I thought you had a A4 diesel?

In Switzerland, all the cars are more expensive. Our Superb 4x4 is fully loaded with the exception of the auto-park system and the all glass roof. It came in at just under 50,000 SFR. Then we got 10,000 for the A6 in trade, so it was just around 40,000 SFR. Included in the price was also the sport wheel upgrade and winter sport wheel set.

The new A6 Quattro with the same stuff was going to be close to 90,000 SFR.!

And our car has the biggest back seat in it's class!

Have a look at this:



http://www.youtube.com/watch?v=3OHCM5ZbxHc

I had Audi A 4s as rentals several times, but I never bought one.


I'd never buy a VW...simply because they don't make pick-ups.
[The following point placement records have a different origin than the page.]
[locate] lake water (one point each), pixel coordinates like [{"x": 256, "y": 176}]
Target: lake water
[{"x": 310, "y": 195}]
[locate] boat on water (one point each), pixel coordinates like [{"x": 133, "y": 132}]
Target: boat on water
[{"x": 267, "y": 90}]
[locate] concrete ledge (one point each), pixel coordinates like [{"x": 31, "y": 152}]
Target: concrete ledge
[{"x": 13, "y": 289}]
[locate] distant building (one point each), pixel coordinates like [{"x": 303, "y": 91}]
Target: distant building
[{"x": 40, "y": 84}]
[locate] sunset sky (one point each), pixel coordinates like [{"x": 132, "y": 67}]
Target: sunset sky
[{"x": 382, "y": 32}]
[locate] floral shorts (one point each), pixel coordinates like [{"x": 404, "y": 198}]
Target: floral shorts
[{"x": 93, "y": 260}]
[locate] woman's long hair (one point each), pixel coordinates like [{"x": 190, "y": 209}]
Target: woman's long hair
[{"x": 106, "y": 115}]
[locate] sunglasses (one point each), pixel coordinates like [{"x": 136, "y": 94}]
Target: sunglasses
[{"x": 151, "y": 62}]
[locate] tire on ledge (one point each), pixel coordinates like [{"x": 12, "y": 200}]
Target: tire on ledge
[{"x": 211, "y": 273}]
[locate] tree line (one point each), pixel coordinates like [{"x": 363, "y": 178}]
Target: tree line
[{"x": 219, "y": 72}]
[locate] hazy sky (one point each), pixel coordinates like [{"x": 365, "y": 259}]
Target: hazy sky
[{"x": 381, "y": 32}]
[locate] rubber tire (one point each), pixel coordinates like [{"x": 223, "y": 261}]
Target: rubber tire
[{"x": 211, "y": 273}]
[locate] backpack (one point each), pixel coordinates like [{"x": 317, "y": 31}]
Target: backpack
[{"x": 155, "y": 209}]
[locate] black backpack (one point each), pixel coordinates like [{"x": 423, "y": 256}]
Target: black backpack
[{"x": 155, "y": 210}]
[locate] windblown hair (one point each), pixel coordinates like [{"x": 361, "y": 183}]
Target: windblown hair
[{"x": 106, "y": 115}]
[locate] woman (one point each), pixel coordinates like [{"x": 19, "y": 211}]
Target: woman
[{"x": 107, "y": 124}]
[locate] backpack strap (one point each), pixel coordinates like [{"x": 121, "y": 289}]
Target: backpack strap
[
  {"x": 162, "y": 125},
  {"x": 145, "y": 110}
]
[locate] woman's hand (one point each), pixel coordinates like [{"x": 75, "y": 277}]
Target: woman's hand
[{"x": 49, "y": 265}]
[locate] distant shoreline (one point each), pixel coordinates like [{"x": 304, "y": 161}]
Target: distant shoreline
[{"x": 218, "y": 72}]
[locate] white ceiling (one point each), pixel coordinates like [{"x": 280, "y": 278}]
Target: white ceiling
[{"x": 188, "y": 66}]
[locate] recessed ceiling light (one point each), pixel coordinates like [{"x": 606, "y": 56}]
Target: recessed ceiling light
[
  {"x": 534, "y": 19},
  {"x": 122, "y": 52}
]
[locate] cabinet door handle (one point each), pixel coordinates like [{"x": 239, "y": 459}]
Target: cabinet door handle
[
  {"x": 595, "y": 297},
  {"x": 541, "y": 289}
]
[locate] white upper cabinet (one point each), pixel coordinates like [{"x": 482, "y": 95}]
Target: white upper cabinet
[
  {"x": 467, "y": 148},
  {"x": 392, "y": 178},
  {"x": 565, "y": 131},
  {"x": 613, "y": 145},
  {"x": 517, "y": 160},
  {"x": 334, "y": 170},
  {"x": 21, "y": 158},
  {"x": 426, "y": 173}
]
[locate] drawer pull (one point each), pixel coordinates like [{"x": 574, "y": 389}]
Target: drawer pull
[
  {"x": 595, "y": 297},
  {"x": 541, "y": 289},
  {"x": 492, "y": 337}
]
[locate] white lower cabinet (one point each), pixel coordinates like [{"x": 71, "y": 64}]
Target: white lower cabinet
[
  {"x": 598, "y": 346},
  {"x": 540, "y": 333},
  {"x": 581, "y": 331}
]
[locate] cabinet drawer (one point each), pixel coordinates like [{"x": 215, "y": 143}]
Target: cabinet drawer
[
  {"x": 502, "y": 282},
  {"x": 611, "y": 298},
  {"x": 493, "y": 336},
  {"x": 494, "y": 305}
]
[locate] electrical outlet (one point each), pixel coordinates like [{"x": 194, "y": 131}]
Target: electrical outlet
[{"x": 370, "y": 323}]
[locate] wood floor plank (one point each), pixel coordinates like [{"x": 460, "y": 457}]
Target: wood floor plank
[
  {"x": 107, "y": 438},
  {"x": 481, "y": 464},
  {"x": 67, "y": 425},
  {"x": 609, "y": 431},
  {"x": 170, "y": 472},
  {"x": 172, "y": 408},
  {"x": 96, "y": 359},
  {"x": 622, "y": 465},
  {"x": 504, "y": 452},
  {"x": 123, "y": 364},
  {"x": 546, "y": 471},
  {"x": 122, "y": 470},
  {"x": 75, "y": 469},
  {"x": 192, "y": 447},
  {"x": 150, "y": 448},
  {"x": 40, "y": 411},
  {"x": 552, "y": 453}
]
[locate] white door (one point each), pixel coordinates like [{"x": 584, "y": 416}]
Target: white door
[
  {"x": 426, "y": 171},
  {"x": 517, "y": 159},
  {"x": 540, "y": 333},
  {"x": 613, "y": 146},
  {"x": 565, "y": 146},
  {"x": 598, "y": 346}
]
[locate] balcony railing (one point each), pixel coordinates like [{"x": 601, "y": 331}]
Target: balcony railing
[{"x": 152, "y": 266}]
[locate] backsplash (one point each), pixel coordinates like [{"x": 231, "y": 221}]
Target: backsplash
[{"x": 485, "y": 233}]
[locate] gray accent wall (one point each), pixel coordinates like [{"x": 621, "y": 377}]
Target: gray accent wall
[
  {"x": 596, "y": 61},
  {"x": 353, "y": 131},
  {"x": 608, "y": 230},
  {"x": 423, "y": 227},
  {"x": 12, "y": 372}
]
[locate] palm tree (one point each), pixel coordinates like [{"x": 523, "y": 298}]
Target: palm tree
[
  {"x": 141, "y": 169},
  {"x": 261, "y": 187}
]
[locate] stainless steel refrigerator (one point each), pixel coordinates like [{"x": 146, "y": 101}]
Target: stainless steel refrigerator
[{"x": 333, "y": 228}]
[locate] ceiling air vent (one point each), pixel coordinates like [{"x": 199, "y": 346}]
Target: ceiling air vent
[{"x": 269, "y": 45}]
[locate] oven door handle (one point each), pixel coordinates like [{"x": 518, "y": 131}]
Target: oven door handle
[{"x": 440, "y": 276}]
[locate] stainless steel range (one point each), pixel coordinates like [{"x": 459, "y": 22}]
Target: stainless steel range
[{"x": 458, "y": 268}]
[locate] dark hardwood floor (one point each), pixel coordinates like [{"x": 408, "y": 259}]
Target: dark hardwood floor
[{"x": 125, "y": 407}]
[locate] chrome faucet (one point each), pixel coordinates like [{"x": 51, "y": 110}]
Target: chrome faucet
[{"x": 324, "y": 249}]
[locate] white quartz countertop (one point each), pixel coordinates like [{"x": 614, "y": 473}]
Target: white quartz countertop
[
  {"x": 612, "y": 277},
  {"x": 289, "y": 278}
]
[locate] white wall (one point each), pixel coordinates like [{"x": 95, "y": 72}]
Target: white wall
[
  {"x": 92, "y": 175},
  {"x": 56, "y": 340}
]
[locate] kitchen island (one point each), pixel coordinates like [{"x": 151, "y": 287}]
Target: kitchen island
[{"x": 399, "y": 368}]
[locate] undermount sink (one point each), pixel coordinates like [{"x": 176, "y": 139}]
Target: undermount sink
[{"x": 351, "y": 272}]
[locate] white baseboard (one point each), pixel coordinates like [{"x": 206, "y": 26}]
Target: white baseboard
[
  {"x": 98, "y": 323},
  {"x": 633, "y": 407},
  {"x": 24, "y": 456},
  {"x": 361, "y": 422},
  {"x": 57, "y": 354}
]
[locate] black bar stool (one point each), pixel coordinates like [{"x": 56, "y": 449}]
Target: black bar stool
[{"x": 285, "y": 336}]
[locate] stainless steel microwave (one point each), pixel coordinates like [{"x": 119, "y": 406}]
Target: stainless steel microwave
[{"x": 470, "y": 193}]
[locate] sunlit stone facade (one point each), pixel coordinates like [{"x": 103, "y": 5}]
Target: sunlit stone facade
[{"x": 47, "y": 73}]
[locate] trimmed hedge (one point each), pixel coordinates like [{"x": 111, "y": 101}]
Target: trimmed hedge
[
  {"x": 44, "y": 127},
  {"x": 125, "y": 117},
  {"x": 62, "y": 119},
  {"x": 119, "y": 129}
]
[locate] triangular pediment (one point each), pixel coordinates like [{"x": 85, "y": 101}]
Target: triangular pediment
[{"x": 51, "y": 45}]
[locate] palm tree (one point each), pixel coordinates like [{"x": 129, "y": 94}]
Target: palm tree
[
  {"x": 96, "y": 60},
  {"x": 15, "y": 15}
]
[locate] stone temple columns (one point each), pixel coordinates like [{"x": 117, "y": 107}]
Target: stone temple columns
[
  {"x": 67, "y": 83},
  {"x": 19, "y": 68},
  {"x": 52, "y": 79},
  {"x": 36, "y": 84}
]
My next vehicle will most likely either be a Ford or a Toyota.

They actually launched a pichup called Amarok recently. I don't know if it's any good though. Their Touareg SUV is a very nice piece of german engineering at any rate, and it's off road worthy as opposed to many of those pseudo-SUVs.

Muddy
05-26-2011, 03:36 PM
They actually launched a pichup called Amarok recently. I don't know if it's any good though. Their Touareg SUV is a very nice piece of german engineering at any rate, and it's off road worthy as opposed to many of those pseudo-SUVs.

That thing looks like a total "Honda Ridgeline" ripoff..

KevinD
05-26-2011, 04:37 PM
Here's my take on US market VW's. Over the years, they've had some nice cars, but, yep as was stated: overpriced, too small, and not enough power. THEN there's the whole parts issue, and dealer work. Parts are prohibitively more expensive for VW's here stateside. My mother has an 03 New Beetle convertible. I tried to talk her into NOT buying it, but she wouldn't listen. Dealer service has really sucked on this car, have had problems with getting recall work done, the top has gone out 2 times, and not it's parked with a bad trans at 50,000 miles.